01 February 2013 by Mel Russ Articles
Run your hand over some of the stones that form the fabric of this ancient Saxon church, thought to have been built between 670 and 690 AD, and you are going back to the day when a Roman mason prepared the stone for plastering, known as diamond broaching. The cross hatching is a well-known technique among Roman stoneworkers for getting plaster, used to adorn special buildings like temples and villas, to bond. But why are the stones, which often face outward into the graveyard, built into one of our oldest churches?
It is thought much of the stone came from recycled materials taken from the Roman cavalry fort at Vinovium, which would explain the ‘Italian’ connection. So here we have a church that is a building highway reflecting styles and ways of dressing and using stone over many hundreds of years. For example, the consecration cross cut into the stone behind the pulpit suggests, because of its style, to have to have an Irish/Celtic influence, while the stone cross erected behind the alter, could date from the 9th century, or could it be even earlier forming part of a preaching cross that predates the church?
The font is one of the centrepieces of any church, and the one at Escomb was probably carved in the 10th or 11th centuries, maybe earlier. It is certainly worn and the shape reflects how babies at the time were immersed during the christening. Windows are a clue to when a church is built, and there are five windows that reflect Saxon workmanship and taste. Some of the windows have rounded lintels, while others are straight, but all are splayed to let in the maximum amount of light and keep out some of the rain and wind.
When you wander round you see all sorts of carvings. Were they cut by design or did the masons of the time do their own thing? One interesting carving is of Adam and Eve standing below the tree of life, which is cut into the right hand vestry door jamb. The church roof is high in relation to its length and width. Look up from the churchyard and see how the stones are larger near the bottom, getting smaller as they rise to the ridge of this building, which has very high gable ends.
Those with an eye for how stone is incorporated into a building will be intrigued to see how ‘long’ and ‘short’ stones have been used to form the chancel arch. Could this again be the work of Roman masons, the arch being rebuilt from one that already existed on another site? On close inspection you see that the masonry is so finely cut and dressed that mortar isn’t needed to hold it all together. If your Latin is up to scratch you might be able to translate the inscription on the left hand side of the east window on the north wall. It reads ”Bono rei publicae nato” which means “to the man born for the good of the state.” Where did that piece of stone come from originally?
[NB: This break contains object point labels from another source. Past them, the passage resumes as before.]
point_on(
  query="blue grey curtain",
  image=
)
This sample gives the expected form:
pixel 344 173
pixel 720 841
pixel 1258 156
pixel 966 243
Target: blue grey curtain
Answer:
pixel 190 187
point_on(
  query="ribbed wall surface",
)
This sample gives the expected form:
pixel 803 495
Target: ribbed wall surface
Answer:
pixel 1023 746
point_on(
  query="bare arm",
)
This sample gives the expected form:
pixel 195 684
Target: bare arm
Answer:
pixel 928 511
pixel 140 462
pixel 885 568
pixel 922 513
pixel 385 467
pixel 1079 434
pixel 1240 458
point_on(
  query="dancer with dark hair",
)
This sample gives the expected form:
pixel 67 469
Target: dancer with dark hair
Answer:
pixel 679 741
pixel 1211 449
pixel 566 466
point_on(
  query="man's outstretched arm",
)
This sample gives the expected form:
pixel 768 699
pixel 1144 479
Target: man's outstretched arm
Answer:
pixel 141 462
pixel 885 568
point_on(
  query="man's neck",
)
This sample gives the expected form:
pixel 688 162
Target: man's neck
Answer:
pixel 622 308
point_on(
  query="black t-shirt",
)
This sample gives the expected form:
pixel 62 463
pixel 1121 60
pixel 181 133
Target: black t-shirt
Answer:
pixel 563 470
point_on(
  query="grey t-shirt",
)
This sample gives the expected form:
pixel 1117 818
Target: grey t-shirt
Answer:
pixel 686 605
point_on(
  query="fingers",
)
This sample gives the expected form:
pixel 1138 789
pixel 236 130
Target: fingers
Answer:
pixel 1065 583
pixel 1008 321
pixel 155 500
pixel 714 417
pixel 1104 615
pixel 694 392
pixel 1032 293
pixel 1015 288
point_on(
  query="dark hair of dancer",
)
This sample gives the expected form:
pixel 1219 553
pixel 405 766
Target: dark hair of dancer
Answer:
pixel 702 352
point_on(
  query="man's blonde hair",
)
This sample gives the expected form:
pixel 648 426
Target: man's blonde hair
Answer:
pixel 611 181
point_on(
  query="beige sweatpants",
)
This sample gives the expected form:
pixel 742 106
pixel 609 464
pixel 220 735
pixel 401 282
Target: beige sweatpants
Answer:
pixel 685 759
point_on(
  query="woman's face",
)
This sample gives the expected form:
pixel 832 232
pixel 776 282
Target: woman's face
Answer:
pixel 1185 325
The mason’s craft lives on in the many gravestones seen around the graveyard, which is enclosed in a circle wall often called the ‘God’s Toft’, a shape strongly associated with Celtic times and may even go as far back as Romano-British period. Looking up and walking slowly round the church you see all sorts of stone masonry through the ages. Above the porch you’ll find a 17th century sundial, while the one in the middle of the south wall dates back to the 7th century, and is thought to be the earliest in its original place in the country. The north wall is sombre and mysteriously dark and yet reflects best the hand of the original Celtic and Anglo-Saxon masons. A slate like stone protects a hard to read inscription, which is in fact set upside down. It reads LEG VI. What does it mean or are we looking with crooked neck at a piece of carved stone stolen from another building?
The parish Saxon church of Escomb reflects over 1300 years of history and examples of masonry through the centuries. As such it is a magnificent reflection of man’s skills with eye and hand tools and dedication to worship through the good times and bad.